ANKARA, iNews.id - Jika kita mengetik "Erdogan slams..." (Erdogan mengutuk) pada mesin pencari Google, maka yang muncul akan tak berkesudahan; PBB, Uni Eropa, Israel, Belanda, Jerman, intelektual Prancis; semuanya jadi korban kutukan keras Erdogan.
Bahkan Jerman dan Belanda diberi label 'Nazi' dan 'fasis' oleh presiden Turki itu setahun lalu.
Sekarang bandingkanlah dengan kata-kata yang digunakan Erdogan terhadap Arab Saudi, yang sudah mengakui terjadinya pembunuhan terhadap jurnalis Jamal Khashoggi di konsulatnya di Istanbul.
"Saya tidak punya alasan untuk meragukan kejujuran Raja Salman," kata Erdogan.
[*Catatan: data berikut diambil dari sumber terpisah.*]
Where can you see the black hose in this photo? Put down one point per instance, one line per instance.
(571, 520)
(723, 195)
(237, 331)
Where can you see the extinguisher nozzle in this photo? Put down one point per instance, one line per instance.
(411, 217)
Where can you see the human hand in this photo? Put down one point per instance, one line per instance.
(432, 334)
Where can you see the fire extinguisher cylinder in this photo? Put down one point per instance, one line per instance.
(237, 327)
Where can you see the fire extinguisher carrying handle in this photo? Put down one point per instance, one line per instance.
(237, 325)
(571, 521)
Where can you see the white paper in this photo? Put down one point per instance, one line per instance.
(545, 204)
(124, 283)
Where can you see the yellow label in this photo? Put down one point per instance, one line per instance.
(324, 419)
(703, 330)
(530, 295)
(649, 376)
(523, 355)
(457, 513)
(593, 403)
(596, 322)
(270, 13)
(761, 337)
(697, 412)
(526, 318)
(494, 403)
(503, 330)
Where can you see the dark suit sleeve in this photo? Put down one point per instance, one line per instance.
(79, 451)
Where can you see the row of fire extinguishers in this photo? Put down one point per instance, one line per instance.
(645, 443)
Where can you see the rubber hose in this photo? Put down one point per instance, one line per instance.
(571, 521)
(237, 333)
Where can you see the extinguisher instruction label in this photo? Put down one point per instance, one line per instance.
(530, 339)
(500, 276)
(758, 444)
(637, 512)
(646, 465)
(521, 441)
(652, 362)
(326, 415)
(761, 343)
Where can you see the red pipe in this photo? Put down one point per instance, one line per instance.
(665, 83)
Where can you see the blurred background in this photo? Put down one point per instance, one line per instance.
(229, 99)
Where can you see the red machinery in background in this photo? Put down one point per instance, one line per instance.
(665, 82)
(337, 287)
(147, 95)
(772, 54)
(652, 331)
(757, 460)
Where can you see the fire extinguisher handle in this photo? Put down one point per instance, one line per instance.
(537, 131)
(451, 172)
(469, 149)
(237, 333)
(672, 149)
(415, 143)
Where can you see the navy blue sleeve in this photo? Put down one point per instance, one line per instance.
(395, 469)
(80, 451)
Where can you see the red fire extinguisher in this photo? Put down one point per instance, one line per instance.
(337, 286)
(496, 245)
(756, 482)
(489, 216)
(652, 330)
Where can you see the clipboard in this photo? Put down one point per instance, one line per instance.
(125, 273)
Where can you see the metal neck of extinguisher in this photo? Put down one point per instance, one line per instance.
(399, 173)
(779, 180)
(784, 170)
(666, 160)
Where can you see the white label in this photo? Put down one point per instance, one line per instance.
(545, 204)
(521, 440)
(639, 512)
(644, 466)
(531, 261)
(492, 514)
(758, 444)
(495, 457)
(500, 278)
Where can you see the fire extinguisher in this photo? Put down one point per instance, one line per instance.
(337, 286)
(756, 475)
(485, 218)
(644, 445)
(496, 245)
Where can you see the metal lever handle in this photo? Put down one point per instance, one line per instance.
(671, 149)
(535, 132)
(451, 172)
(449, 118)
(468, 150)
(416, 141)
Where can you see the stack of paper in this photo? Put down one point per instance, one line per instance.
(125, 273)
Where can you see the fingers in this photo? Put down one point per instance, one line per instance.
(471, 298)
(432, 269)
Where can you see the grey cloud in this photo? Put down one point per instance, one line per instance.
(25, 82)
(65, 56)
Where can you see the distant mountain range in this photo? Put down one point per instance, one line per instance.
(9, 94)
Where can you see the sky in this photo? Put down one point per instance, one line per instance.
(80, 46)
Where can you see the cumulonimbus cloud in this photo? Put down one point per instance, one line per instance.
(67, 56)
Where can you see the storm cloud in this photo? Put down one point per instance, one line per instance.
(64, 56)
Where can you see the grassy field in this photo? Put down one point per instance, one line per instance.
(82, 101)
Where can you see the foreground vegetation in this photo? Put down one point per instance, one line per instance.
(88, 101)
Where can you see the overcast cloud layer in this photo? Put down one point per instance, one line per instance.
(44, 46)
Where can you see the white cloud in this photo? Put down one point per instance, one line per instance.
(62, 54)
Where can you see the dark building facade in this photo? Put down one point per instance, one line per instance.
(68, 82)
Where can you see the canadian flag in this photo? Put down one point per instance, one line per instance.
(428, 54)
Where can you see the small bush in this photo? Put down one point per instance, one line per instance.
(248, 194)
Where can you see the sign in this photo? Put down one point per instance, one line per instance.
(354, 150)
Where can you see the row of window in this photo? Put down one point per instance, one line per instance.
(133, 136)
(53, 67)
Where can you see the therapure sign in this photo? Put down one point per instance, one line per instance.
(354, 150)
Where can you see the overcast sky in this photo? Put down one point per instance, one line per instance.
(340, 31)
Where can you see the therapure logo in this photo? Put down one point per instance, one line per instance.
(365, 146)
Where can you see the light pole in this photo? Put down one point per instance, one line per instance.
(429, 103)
Juru bicaranya menyebut, Saudi sebagai 'negara yang ramah dan penuh persaudaraan'.
Kata-kata ini berbanding terbalik dengan berbagai bocoran info yang sering muncul melalui media pro-pemerintah Turki. Isinya sering memberatkan Saudi, di tengah kecurigaan bahwa Putra Mahkota Saudi yang sangat berkuasa, Mohammed bin Salman, mengetahui atau bahkan memerintahkan pembunuhan itu.